The planned cuts should be decided by the second quarter of 2019, the spokeswoman said. It reflects Mr. Hackett’s “desire to have an organization that is moving faster, and part of that comes from having a flatter” management structure, she said.
“The reorganization will result in headcount reduction over time and this will vary based on team and location,” the company’s statement said.
The restructuring comes amid mounting questions from investors and analysts, who have been pressing Mr. Hackett for more details on his plans to revitalize the company. Ford’s share price is stuck at a multiyear low and its profits have been sliding at a time when General Motors Co. and other rivals have remained strong.
Ford shares closed Friday at $9.12, down 27% for the year.
It is unclear if the reductions would be achieved by buyouts, layoffs or a combination of the both
Since he took the top job in May 2017, Mr. Hackett has emphasized improving Ford’s overall “fitness” by cutting costs and streamlining the way it engineers and builds cars. Ford is targeting $25.5 billion in cuts through 2022.
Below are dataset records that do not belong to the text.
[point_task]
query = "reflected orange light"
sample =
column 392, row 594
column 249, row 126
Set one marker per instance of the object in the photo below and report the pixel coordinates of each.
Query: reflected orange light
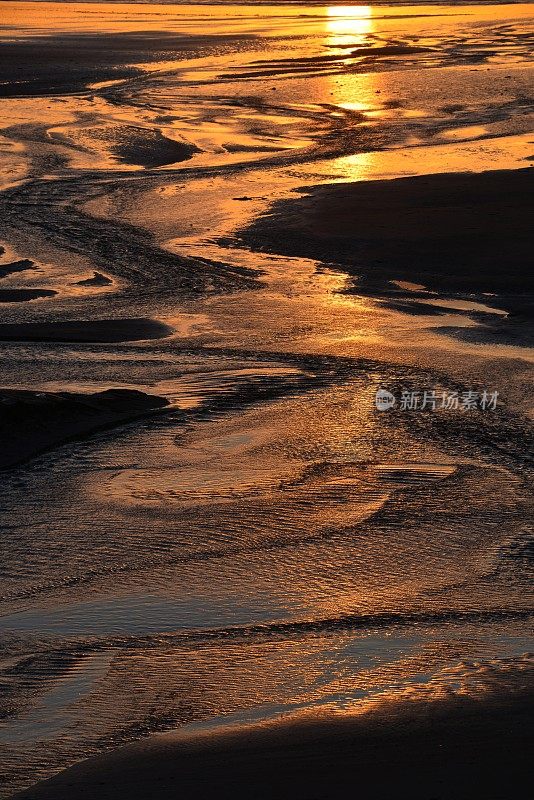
column 345, row 24
column 349, row 27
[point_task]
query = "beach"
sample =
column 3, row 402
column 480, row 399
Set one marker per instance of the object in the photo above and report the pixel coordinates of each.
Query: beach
column 266, row 400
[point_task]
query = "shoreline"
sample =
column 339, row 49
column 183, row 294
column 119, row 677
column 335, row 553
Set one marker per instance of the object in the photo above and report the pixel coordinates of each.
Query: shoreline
column 448, row 746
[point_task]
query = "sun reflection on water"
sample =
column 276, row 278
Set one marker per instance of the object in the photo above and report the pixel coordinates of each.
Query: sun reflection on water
column 347, row 28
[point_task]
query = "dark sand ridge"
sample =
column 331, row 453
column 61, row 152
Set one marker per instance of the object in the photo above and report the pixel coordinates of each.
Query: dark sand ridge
column 20, row 295
column 32, row 422
column 101, row 330
column 450, row 232
column 462, row 235
column 69, row 63
column 455, row 746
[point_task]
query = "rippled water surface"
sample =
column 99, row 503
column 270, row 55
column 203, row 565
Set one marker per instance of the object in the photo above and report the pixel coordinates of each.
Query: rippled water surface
column 271, row 541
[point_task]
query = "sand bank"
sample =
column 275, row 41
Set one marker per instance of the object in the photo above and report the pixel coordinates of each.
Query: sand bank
column 31, row 422
column 101, row 330
column 453, row 747
column 453, row 232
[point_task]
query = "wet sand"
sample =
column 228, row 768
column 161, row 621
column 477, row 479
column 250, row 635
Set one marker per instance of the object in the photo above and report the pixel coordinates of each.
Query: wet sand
column 101, row 330
column 448, row 748
column 33, row 422
column 271, row 545
column 453, row 232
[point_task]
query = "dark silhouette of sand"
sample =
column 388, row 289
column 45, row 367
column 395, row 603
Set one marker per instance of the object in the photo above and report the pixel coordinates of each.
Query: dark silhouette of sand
column 101, row 330
column 459, row 749
column 31, row 422
column 452, row 232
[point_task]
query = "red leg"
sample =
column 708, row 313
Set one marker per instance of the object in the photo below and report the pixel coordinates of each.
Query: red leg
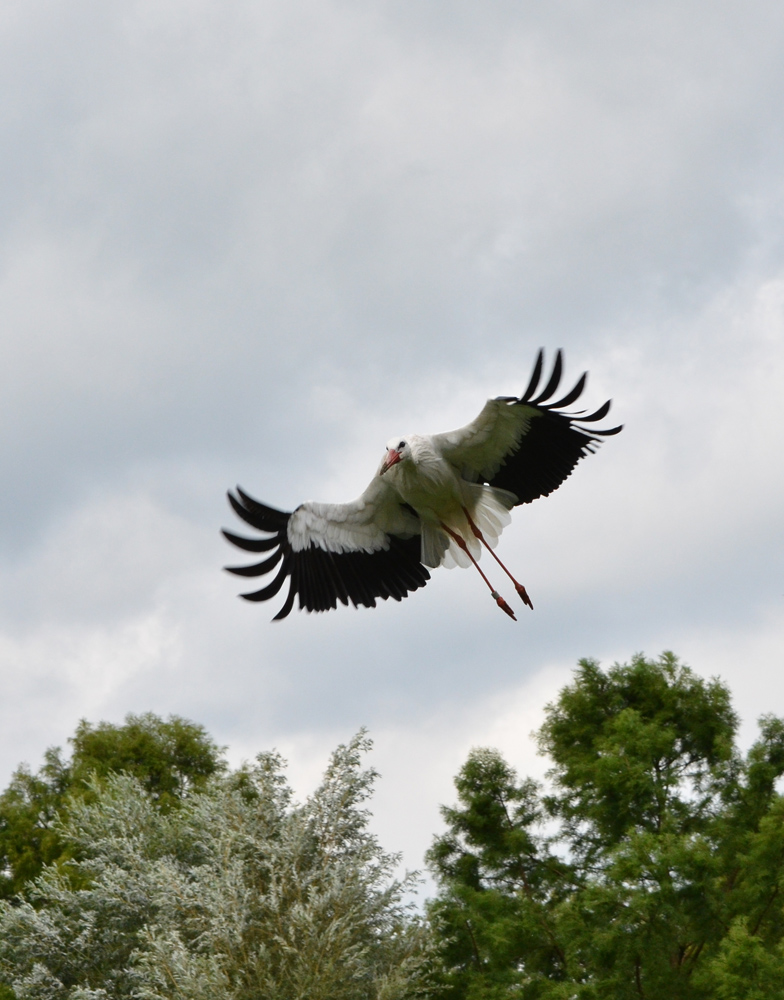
column 518, row 586
column 493, row 593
Separately, Ford has said it plans about $11 billion in restructuring costs over the next three to five years. Analysts expect many of those cuts to come in overseas businesses that have struggled in recent years, including Europe and South America.
The Ford spokeswoman said the company wanted to let workers know in advance about the plans because the reorganization is going to be fairly visible and is meant to be a participatory process. Each layer of management will be tasked with restructuring their own group, she added.
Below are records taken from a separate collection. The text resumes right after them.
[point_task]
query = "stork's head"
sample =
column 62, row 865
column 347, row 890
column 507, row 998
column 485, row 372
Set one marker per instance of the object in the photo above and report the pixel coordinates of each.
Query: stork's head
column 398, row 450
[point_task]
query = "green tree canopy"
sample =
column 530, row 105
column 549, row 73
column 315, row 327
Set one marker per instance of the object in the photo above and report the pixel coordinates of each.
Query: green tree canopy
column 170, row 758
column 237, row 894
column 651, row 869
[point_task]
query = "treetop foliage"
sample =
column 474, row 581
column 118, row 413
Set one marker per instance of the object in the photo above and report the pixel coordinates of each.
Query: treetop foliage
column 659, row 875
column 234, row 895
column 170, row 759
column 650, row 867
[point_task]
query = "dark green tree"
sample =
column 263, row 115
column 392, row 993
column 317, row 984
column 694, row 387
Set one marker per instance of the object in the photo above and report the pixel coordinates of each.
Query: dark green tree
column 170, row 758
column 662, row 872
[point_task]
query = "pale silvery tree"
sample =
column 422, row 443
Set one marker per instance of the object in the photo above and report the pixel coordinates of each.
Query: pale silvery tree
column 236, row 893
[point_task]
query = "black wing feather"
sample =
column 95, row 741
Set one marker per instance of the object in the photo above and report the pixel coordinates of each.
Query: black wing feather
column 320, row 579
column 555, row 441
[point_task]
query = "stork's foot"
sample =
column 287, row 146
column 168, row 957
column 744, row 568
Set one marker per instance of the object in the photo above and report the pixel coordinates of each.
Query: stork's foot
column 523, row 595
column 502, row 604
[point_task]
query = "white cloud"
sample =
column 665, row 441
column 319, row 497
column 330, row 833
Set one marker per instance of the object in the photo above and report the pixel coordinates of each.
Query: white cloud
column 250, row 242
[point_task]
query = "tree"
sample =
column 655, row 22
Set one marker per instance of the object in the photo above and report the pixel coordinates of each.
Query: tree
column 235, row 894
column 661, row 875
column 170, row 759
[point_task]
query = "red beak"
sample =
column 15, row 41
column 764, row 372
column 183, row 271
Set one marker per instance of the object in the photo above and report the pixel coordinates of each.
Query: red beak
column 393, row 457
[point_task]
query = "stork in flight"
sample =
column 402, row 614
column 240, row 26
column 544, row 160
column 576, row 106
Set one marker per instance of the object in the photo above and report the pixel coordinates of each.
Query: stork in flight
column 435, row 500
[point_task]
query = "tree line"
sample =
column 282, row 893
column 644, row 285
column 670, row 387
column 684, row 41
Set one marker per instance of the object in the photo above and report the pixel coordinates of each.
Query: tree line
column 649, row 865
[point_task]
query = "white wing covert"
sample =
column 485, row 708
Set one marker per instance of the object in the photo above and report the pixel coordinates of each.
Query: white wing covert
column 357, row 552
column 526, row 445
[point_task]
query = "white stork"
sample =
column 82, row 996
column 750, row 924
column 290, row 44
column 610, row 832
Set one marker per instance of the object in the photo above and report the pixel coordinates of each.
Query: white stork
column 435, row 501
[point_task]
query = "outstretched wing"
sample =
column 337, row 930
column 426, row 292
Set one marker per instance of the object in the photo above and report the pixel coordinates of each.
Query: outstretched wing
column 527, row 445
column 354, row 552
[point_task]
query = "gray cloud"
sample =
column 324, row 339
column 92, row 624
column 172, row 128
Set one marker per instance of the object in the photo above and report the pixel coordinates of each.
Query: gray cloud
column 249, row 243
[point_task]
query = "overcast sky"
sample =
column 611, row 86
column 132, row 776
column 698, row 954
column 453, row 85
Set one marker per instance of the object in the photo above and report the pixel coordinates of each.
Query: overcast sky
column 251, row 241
“It is important to be transparent with the workforce,” she said. “This is a whole new process. We’ve never done it like this before.”
David Whiston, an auto analyst with Morningstar Inc., said Ford could be trying to ease the shock of job losses down the road or hoping some people will leave early.
“Hackett is under a lot of scrutiny from Wall Street right now,” Mr. Whiston said. “Action needs to be taken to fulfill this restructuring plan.”
While Ford underwent a massive restructuring under former CEO Alan Mulally, costs have climbed in recent years as it has added headcount and stepped up spending on engineering and development. Ford’s global workforce, including factory workers, totaled 202,000 last year, up 18% from 2012.
In the critical area of engineering, research and development, Ford’s $8 billion budget last year outpaced GM’s by nearly 10%, even though GM sells far more cars globally and has more advanced electric cars.
Ford offered buyouts last year aiming to trim 1,400 jobs, but Mr. Hackett has pushed for deeper cuts since taking over as CEO.
Ford has said the restructuring will target areas of its business that aren’t generating a decent return so it can deploy more capital to its most profitable business lines, most notably trucks and sport-utility vehicles in North America. It has been losing money in Europe and South America, and swung to a loss in China during the second quarter.
During Ford’s second-quarter conference call with analysts, Morgan Stanley analyst Adam Jonas criticized Mr. Hackett for not spelling out to investors more specific moves he plans to make to boost Ford’s performance. Mr. Jonas even questioned whether Mr. Hackett expected to still have his job by the time the company was ready to disclose more about its plans.
“Hell yes,” the CEO responded. “I expect to be in front of everybody, declaring where we’re going and what we want to get done.”